Mnangagwa is just too scared of Mugabe. This is because the man he booted out with the help of the army can say and do things that can fatally harm him and his political career. Mugabe knows just too much about Mnangagwa, just as the latter is also too intimate with his former boss’s dark past. The ex-president, who is acutely bitter that his dream to rule Zimbabwe till he turned 100 or died, whichever came first, went up in smoke the day Mnangagwa and the military decided on a soft coup, can do dangerous things any time, especially if he feels that his former deputy has crossed the red line.

He has already hinted at what he can do. Never mind his rambling complaint that the current administration is unconstitutional and must, therefore, somehow, be legitimised. Mugabe, in a recent interview, revealed that it was Mnangagwa who used the intelligence services to persecute Dumiso Dabengwa during the Gukurahundi days. That is throwing thick mud at his former aide. Mugabe, therefore, looks capable of revealing Mnangagwa’s damaging past ill-deeds.

The current president is scared that Mugabe can easily open the closet and show skeletons that will definitely ruin his chances of winning the coming elections. Let’s imagine, for instance, that the former president calls a press conference and claims that Mnangagwa is the one who killed Solomon Mujuru, and even goes further to give convincing details about that. This is not to imply that Mnangagwa did it, of course. The “revelation” would severely damage Mnangagwa, it would be difficult for him to ever rise again. But there is a possibility that Mugabe can say worse things that Mnangagwa would rather have tucked away from the world for good.
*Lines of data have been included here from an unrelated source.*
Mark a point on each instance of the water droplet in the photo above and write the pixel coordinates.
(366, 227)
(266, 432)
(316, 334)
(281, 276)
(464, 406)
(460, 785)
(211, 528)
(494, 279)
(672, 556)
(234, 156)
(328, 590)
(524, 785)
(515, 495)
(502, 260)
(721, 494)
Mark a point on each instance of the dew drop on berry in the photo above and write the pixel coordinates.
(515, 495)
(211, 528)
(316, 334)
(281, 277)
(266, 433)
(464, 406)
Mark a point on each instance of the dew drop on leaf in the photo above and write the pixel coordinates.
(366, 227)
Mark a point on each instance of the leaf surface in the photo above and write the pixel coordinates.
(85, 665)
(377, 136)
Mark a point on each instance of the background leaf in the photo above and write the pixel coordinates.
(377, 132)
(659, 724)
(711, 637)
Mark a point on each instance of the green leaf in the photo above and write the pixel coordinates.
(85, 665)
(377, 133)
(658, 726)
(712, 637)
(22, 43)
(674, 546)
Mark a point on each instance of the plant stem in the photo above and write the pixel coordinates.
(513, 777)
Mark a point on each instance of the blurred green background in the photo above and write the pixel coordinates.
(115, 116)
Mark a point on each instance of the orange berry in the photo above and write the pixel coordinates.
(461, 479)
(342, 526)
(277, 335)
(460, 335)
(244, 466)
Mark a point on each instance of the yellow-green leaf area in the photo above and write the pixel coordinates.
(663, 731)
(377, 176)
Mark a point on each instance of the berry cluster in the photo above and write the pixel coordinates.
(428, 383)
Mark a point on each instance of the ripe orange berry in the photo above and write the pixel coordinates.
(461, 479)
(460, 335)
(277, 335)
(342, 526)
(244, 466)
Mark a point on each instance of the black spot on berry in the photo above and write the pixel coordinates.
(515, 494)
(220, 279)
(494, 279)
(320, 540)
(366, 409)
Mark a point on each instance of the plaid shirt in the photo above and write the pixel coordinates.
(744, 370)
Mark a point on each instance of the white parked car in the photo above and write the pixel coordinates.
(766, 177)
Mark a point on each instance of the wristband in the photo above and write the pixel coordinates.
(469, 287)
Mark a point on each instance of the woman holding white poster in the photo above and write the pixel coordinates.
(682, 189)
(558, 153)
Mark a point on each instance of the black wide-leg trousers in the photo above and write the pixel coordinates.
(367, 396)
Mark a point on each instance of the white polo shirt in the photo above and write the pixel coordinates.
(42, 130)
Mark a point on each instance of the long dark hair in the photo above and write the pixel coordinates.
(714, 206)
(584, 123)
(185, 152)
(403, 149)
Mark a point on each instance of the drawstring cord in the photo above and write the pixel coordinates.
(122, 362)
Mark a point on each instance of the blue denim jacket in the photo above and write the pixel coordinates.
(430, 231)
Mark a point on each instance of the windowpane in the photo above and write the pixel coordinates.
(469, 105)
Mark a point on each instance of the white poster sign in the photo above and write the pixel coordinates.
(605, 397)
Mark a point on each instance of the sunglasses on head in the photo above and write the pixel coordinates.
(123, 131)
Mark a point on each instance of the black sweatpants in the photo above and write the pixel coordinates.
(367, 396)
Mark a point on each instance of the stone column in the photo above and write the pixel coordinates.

Mugabe can decide to spill the beans if he feels too cornered by Mnangagwa. He is a bitter old man. That is precarious enough. He is married to a loose cannon in the form of Grace and is getting desperate advice from his wife’s close circle.

It’s not too naïve to believe media reports indicating that Mnangagwa is seeking to reach out to Mugabe to make peace, especially after the latter started hollering from the Blue Roof. There is no tall tale in reports that Roman Catholic cleric, Fidelis Mukonori, and politician Jimayi Muduvuri have of late been reaching out to Mugabe to pave the way for “peace talks” between Mugabe and Mnangagwa.

Granted, Mugabe needs talks with Mnangagwa so that his pension and other benefits are guaranteed. But the current president is clearly too anxious to appease his former leader as well. He wants Mugabe to zip up so that his political boat enjoys some form of stability ahead of the elections and, better still, after. And smoking the peace pipe with Mugabe involves, outside the talks, ensuring that the ex-president does not become too angered by the prosecution of Grace which her husband will easily consider as persecution.

That takes us back to ground zero. We may wish as much as we want, but Grace will not be getting her day in the dock any time soon. If the new dispensation was not too scared of Mugabe, she would be having her time at Chikurubi by now. And the fact that nothing of that nature is happening lends weight to Grace’s bold declaration that Mnangagwa can’t touch her.